What star can give an earth-like planet a 1-day year?
I did the orbital period for a planet orbiting a mass = 1 sol with a 24-hour year, it's got a semi-major axis of 1.82 million miles - far and away beyond the Roche limit, still beyond the corona, but just a tad too hot. Problem!
So what sort of star would be a black body radiator generating earth-like irradiance at 1.82 million miles distance?
I'm also allowing for a strong magnetosphere to shield from solar winds, and an atmosphere sufficient to absorb excess gamma/X-rays.
Earth-like is a loose term with $\pm 10^{\circ}$F mean temperature, and a little tectonic activity never hurt anyone on Mustafar - except Annakin (that's a joke).

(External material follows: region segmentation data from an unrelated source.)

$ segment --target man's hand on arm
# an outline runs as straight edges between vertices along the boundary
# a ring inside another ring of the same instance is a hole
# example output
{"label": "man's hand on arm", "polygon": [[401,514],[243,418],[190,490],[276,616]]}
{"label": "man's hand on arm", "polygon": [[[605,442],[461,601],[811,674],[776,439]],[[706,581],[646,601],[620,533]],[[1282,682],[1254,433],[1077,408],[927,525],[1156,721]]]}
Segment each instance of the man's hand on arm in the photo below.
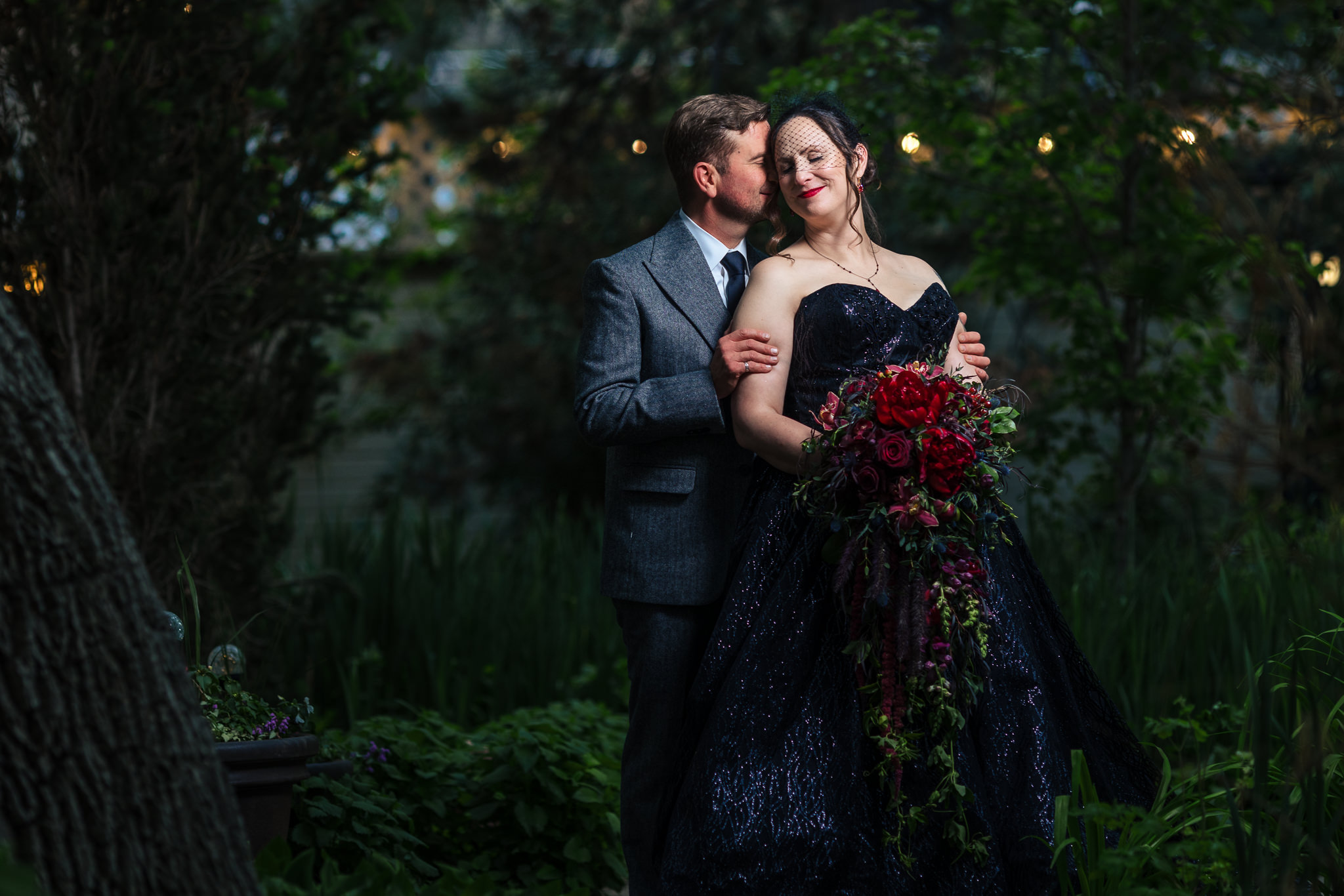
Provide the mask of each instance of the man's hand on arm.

Seriously, gravity will shake things up but not break the planet, and that's OK.
The star's tidal force replaces the moon. The planet orbits clockwise every 24 hours and rotates anticlockwise from a synchronous rotation every 24 hours (the sun is observed to complete a $360^{\circ}$ altitude arc). You see the same sunrise/set cycle we do and a fairly similar tidal cycle as well - if not a bit more profound in variance - but the very concept of "year" ceases to exist. We just have days. No months, seasons, years, centuries, or millennia etc, etc.
If this is a no-go for an earth-like climate, I can work with a Venus-like planet if that makes anything more realistic.